The term ‘ketogenic’ comes from the metabolic state of ‘ketosis’, during which the body uses fat as its main energy source. (the liver transforms fat in ketone bodies that are released in the bloodstream and used for energy)
This diet has gained a lot of positive feedback from people on weight-loss regimens, or individuals who try to normalize their blood sugar levels.
However, one of its biggest disadvantages is that it excludes carbs and thus, athletic performance may suffer.
Pros: Highly satiating, plenty of quality protein and fats
Cons: Almost completely excludes carbs (worse athletic performance), doesn’t allow sweets, is not so flexible, may be hard and expensive to stick to
The Vegan Diet
Opposite to the carnivore diet that puts animal products at the core of nutrition, the vegan diet completely excludes those!
This approach to nutrition entails a complete focus and devotion to plant foods.
And though there are no additional benefits to that, as opposed to other diets (when calories are equated), the vegan diet may turn out to be more sustainable for some individuals, especially ones who don’t tolerate animal foods well.
Pros: May ease digestion and improve intolerances while granting sufficient nutrients for healthy functioning
Cons: Can be hard to find quality vegan foods, excludes the most nutritious foods (animal products), food volume is usually big, which can result in bloats
Which One Should You Pick?
Alright, before you rush into purchasing a stack of avocados and asparagus, ask yourself these questions:
- Do I like the foods this diet requires?
- Can I stick to this?
- Will I feel miserable following this nutrition plan?
- Is this sustainable in the long term?
- Will this provide enough energy for my daily mental and physical activities?

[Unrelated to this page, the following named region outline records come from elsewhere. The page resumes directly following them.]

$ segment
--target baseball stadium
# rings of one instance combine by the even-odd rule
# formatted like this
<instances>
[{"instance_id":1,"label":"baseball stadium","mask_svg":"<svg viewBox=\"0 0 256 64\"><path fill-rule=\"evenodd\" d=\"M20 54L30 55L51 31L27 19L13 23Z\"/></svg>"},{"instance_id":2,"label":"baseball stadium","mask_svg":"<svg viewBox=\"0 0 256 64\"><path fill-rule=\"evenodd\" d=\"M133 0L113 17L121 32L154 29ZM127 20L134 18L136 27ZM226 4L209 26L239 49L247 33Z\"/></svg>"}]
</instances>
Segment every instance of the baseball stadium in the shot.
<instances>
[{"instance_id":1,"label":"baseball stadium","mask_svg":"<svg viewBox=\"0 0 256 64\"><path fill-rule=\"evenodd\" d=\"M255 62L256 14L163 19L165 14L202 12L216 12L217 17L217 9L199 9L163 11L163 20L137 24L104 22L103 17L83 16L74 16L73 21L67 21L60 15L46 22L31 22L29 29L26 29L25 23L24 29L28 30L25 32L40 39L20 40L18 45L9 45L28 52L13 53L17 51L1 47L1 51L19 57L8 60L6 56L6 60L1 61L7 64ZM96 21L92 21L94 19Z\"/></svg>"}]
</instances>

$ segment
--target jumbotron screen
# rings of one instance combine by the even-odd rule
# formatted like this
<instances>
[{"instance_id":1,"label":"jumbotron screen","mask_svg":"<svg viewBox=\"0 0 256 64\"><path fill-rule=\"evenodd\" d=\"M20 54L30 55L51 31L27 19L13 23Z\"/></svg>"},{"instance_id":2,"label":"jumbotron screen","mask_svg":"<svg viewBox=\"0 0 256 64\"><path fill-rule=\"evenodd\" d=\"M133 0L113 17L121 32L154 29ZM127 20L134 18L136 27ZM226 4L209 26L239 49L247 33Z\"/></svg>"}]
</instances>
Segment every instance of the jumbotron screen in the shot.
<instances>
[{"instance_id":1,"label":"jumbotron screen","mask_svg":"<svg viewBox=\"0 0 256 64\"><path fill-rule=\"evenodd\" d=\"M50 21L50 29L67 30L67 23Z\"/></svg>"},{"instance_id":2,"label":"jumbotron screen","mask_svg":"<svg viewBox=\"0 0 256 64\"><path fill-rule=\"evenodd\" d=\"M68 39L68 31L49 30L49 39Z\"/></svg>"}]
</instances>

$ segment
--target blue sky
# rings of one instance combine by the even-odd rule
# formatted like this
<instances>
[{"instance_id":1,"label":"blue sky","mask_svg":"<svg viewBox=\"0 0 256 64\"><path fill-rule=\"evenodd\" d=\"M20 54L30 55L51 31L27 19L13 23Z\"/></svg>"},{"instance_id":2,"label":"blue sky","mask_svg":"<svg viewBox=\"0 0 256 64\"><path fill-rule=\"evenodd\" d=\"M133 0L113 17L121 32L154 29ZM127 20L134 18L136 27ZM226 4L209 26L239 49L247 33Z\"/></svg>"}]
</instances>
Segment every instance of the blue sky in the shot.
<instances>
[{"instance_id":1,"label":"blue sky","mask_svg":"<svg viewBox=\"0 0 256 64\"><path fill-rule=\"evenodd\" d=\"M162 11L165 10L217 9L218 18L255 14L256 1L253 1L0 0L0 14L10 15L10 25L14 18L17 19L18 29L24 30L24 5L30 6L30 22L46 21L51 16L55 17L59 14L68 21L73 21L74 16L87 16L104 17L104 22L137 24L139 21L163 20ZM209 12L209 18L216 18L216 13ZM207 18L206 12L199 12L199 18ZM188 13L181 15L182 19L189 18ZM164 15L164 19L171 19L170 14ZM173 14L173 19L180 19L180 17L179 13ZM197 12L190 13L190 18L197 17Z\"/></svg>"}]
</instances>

Remember, don’t fall for someone’s marketing tricks – Do your own research, experiment and find out the nutrition approach that is most sustainable for YOU!
I personally do not support carnivore or ketogenic diet. I am a great advocate for balance in nutrition and life. My clients thrive on a balanced nutrition with plenty of vegetables and fruits to add to their micronutrient and fibre needs as well.